Fast Fashion: gli abiti che ci costano troppo (anche se non sembra)
Un viaggio interattivo tra moda, ambiente e diritti umani alla palestra del Liceo Sereni in occasione del Festival della Meraviglia

Domenica 18 maggio, la palestra del Liceo Sereni di Laveno Mombello si è trasformata in una passerella della coscienza. Non quella patinata delle sfilate di moda, ma un percorso interattivo e intenso attraverso gli effetti nascosti del fast fashion: quell’industria dell’abbigliamento che ci promette stile a basso costo, ma che nasconde un altissimo prezzo umano e ambientale.
A condurre il pubblico in questo viaggio sono stati gli studenti e le studentesse delle classi del liceo, accompagnati dalle parole dell’attivista Matteo Ward e dalle immagini della docuserie a lui dedicata. Ogni tappa – dal Bangladesh all’Indonesia, dal Cile al Veneto – ha rivelato una verità invisibile ma concreta, spesso taciuta nei negozi dalle vetrine scintillanti.
Bangladesh: la tragedia sotto le cuciture
Sara ha aperto lo spettacolo con un racconto toccante sul disastro del Rana Plaza, dove nel 2013 oltre 1.500 operai tessili persero la vita nel crollo di una fabbrica. “Producono per noi – racconta – per Zara, H&M, Ralph Lauren, ma guadagnano tra gli 80 e i 100 dollari al mese. Non è vita, è sfruttamento.” In prima linea le donne, strette in ritmi disumani per garantire capi a basso costo nel mercato occidentale.
Cile e Ghana: dove finiscono i nostri vestiti buttati
Edoardo ha guidato il pubblico tra i deserti del Cile, dove tonnellate di abiti usati provenienti da Europa e Stati Uniti vengono scaricati illegalmente nel deserto di Atacama. Nessun trattamento, nessun rispetto per l’ambiente: solo falde inquinate e incendi. A seguire, Ghana: le nostre “donazioni” finiscono nei mercati e poi nelle discariche a cielo aperto, creando montagne di scarti nelle baraccopoli. “Un ciclo che ci illude di fare del bene, ma che pesa su altri popoli.”

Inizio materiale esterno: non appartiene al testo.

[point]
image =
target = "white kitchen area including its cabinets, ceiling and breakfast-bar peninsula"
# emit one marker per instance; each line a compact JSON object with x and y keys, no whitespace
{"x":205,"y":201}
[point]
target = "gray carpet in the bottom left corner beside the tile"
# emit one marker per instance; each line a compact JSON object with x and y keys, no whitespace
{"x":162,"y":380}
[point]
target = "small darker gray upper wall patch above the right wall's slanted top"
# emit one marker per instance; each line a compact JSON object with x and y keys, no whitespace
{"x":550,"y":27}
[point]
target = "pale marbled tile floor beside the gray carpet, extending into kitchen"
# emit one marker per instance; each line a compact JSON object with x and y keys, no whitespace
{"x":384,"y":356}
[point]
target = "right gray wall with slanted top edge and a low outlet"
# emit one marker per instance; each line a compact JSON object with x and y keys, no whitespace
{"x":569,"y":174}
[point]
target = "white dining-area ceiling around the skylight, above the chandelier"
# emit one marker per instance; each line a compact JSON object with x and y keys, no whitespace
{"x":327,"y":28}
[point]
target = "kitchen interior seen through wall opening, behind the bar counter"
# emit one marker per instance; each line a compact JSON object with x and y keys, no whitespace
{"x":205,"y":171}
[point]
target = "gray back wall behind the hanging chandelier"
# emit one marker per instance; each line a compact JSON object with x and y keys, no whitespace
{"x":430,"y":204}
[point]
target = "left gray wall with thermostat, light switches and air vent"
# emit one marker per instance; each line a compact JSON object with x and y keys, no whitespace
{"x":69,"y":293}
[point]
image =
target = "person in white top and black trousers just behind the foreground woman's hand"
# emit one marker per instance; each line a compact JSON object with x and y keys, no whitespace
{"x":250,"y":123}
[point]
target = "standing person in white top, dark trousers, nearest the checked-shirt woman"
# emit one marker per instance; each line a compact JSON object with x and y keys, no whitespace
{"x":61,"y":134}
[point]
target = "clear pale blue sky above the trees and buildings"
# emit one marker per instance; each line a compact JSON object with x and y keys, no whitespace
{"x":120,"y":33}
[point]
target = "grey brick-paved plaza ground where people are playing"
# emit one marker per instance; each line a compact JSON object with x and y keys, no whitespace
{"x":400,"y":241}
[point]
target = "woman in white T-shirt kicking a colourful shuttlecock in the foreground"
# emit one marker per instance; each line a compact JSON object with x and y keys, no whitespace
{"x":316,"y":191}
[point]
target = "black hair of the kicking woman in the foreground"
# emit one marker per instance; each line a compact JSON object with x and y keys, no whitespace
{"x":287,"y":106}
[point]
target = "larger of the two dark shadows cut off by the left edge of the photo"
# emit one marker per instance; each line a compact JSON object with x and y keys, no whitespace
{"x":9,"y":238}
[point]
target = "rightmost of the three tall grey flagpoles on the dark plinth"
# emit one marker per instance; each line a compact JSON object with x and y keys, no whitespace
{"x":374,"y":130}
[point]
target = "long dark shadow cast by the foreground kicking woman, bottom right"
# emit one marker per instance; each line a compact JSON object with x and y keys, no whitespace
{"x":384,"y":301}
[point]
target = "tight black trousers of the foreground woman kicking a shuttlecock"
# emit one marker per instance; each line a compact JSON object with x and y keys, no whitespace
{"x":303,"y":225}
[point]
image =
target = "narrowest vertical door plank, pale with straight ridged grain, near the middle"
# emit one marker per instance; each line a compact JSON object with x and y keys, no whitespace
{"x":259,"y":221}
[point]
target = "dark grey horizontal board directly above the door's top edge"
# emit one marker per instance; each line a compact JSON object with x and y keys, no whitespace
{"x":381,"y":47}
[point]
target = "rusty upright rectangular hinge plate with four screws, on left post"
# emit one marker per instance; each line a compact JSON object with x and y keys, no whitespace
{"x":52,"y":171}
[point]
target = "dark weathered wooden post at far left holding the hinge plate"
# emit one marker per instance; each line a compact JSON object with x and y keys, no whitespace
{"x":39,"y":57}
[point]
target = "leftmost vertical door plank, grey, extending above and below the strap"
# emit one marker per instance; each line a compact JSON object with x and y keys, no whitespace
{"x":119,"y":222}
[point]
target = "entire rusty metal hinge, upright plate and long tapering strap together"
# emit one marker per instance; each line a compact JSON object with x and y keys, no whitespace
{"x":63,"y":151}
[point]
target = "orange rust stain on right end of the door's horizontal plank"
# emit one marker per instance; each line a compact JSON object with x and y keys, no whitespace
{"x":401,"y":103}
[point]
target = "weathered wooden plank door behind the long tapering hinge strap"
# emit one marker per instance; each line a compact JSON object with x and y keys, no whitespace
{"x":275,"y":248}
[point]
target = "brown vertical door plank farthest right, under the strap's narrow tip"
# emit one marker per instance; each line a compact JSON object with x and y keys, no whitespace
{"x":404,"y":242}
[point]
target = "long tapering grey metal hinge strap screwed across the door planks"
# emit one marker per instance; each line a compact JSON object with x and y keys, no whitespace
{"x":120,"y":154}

India e Indonesia: l’origine tossica dei nostri capi
Il cotone in India, come ha spiegato la voce narrante, ha un prezzo altissimo. Non quello sul cartellino, ma quello umano: contadini indebitati per comprare pesticidi, falde avvelenate dai coloranti, e oltre 10.000 litri d’acqua per produrre un solo paio di jeans. In Indonesia, ha proseguito Sara, la deforestazione avanza per coltivare alberi a crescita rapida destinati alla cellulosa tessile. A scomparire non sono solo le foreste, ma anche le case degli indigeni, le tigri, gli oranghi.
Veneto: quando l’inquinamento è in casa nostra
Enrico ha portato lo sguardo in Italia, raccontando l’emergenza PFAS nel Veneto. Queste sostanze chimiche, usate per rendere idrorepellenti molti capi d’abbigliamento, contaminano il suolo, l’acqua e i corpi, provocando tumori e infertilità. “Nessuno ci ha avvisato. E allora ci chiediamo: ne vale davvero la pena? Possiamo vestirci con coscienza?”
Scienza, musica e alternativa: lo spettacolo della consapevolezza
Non è mancato l’approfondimento scientifico: che cos’è il fast fashion? Quali materiali usiamo? E quali alternative esistono? Il biologico, il second hand, app come Vinted e iniziative locali sono state presentate come strumenti concreti per un cambiamento possibile.
A chiudere, una sfilata baratto per dimostrare che si può essere eco e chic, e un momento musicale che ha emozionato il pubblico. Il brano, scritto e interpretato con coraggio da Elisabet Bianchi, Eda Aliraj e Sophie Danza, ha risuonato come un manifesto: Slow fashion is the right choice. Per vedere il video completo: YOUTUBE Maria Martorana.
Tra i commenti: “Mi sono emozionata”, “Bravissimi!”. Ma soprattutto, è emerso un invito: conoscere per agire. Perché la moda può anche essere un gesto politico. E le nuove generazioni sono pronte a scegliere.